Ramón (dibujo de Sabina)
Ramón lee en la orilla. Le gusta sentarse sobre la arena, dejar que el sol lo entibie y el viento marino agregue sal a su piel. Las olas son el fondo musical de todas sus historias. Navegan los tres chanchitos, la cenicienta, Caperucita y los lobos. Para Ramón un bosque de cuento suena como agua rompiéndose en la costa, salpica espuma y huele a pescado.
Distraído, enrolla la cola en el faro. Pero no lo hace con maldad, es como quien dibuja mientras habla por teléfono o se come las uñas al mirar la tele. El faro no lo sabe y por eso pone cara de susto y hace ojitos de luces en pleno día, pidiendo ayuda a los barcos que pasan por el lugar. Ramón sacude la punta de su cola para un lado y otro. No se nota de lejos, pero tiemblan los huesos de ladrillos y crujen y gritan socorro.

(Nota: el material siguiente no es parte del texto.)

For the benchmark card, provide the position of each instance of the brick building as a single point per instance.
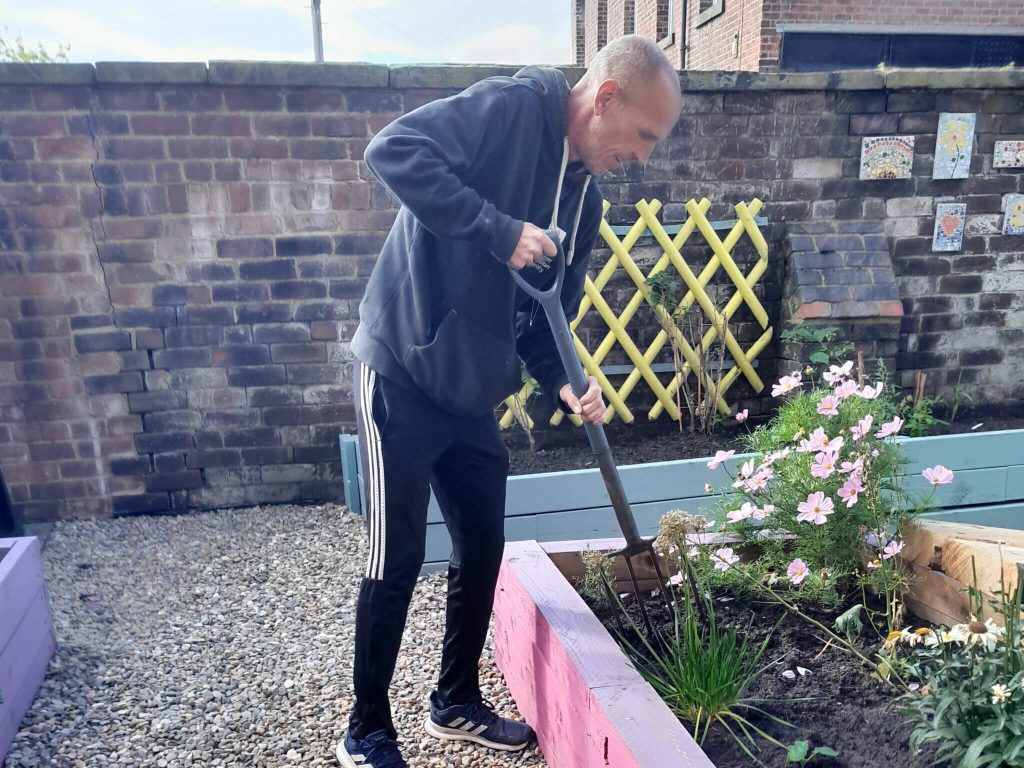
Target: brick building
(809, 35)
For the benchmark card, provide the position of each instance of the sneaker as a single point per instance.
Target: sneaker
(376, 751)
(477, 722)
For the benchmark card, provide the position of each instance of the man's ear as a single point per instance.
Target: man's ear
(606, 92)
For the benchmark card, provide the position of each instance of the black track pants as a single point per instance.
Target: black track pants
(408, 446)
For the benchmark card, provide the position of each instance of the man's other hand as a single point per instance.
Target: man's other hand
(534, 247)
(591, 407)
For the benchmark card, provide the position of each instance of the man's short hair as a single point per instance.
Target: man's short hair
(630, 59)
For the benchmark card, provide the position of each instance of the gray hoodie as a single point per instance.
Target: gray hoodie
(440, 312)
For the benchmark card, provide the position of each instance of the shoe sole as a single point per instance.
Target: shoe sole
(454, 734)
(344, 758)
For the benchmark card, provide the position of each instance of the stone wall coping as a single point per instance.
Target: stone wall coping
(361, 75)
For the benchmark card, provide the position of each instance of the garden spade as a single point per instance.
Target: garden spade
(550, 301)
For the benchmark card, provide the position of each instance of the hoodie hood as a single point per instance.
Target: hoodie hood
(554, 90)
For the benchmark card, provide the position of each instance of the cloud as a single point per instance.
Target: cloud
(517, 43)
(92, 40)
(382, 31)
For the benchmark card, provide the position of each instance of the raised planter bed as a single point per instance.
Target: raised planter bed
(572, 683)
(27, 639)
(561, 506)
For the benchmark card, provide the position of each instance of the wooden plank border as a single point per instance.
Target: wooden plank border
(569, 679)
(27, 639)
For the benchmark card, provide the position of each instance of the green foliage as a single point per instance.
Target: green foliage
(15, 49)
(845, 548)
(972, 702)
(919, 416)
(597, 572)
(825, 349)
(800, 752)
(705, 671)
(700, 397)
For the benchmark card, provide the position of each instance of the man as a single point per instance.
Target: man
(479, 176)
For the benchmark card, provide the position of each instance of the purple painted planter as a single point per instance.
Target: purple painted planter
(26, 632)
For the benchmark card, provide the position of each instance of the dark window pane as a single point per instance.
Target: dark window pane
(809, 51)
(814, 51)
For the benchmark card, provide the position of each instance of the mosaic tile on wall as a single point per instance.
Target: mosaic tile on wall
(886, 157)
(953, 144)
(1013, 222)
(1009, 155)
(949, 221)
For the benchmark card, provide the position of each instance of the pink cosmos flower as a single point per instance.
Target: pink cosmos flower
(850, 491)
(938, 475)
(869, 393)
(724, 557)
(889, 428)
(828, 406)
(862, 427)
(797, 570)
(833, 443)
(847, 389)
(892, 549)
(824, 464)
(720, 456)
(855, 467)
(816, 509)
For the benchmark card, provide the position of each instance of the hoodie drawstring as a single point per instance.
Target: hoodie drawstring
(558, 197)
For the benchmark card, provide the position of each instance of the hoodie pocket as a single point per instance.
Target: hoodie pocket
(465, 370)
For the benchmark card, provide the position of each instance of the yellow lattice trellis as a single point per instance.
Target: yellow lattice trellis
(695, 284)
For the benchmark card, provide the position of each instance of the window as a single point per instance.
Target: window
(666, 22)
(710, 9)
(815, 51)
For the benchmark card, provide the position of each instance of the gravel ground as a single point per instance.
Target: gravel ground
(223, 639)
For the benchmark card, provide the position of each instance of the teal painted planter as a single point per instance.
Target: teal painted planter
(559, 506)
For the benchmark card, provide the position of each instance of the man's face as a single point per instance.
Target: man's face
(626, 126)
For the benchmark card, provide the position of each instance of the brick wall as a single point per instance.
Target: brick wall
(711, 44)
(182, 249)
(579, 32)
(949, 14)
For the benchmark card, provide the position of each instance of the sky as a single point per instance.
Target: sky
(379, 31)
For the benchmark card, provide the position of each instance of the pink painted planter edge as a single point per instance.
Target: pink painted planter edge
(569, 679)
(27, 641)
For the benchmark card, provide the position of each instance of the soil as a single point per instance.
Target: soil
(564, 449)
(848, 710)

Si el cuento aburre, Ramón bosteza y sale fuego, por eso gira un poco la cabeza (de lo contrario quemaría el libro). A veces chamusca un arbusto o una sombrilla. No mucho más.

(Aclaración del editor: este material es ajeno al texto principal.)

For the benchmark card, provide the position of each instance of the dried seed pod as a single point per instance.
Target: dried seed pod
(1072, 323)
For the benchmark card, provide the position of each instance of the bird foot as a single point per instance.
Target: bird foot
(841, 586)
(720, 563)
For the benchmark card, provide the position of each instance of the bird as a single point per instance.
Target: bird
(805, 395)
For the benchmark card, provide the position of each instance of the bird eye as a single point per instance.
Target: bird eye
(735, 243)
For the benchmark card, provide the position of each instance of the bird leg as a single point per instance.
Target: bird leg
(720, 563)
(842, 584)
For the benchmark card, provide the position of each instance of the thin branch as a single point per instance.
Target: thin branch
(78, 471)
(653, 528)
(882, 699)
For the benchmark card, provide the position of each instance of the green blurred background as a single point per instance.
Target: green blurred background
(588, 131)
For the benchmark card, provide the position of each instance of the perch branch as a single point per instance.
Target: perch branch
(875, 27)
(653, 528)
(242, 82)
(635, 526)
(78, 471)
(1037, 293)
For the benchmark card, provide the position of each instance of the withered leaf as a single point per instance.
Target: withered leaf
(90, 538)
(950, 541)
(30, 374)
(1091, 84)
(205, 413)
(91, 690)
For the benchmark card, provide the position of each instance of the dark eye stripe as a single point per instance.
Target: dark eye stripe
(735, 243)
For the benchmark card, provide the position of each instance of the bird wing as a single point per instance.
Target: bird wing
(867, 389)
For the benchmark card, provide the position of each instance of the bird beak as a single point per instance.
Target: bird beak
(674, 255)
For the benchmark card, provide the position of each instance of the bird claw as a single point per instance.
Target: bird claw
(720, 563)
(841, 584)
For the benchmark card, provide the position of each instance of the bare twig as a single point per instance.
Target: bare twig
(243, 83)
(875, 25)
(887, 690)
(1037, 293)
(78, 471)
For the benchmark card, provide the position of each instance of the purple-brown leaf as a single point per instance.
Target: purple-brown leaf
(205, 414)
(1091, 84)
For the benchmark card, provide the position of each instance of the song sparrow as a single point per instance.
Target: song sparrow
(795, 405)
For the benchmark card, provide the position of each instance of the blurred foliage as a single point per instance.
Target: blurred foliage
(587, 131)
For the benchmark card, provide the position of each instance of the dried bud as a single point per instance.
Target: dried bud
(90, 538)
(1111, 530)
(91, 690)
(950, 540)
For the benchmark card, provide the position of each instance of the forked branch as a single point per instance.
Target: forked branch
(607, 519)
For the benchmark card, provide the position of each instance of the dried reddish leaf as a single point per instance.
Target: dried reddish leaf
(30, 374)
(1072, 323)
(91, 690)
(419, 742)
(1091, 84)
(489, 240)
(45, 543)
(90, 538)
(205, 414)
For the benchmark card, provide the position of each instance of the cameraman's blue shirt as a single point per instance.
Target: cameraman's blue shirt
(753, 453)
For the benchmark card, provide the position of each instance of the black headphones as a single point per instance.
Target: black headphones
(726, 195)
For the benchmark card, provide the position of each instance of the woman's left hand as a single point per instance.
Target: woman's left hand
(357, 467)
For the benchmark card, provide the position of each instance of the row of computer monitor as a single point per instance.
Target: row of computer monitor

Estas pequeñas cosas han estropeado la reputación de los dragones. No son malos, sólo distraídos y torpes. Chapuceros para expresar sus emociones, en todo caso. Por eso, hace miles de años que decidieron ser invisibles. Para que no los persigan con flechas o ballestas y puedan sentarse tranquilos a leer al sol.
La nena dibuja un dragón que nadie ve junto a un viejo faro destartalado. Los adultos celebran su creatividad, ella dice que pinta lo que está y Ramón sacude la cola embobado porque su cuento está a punto de terminar.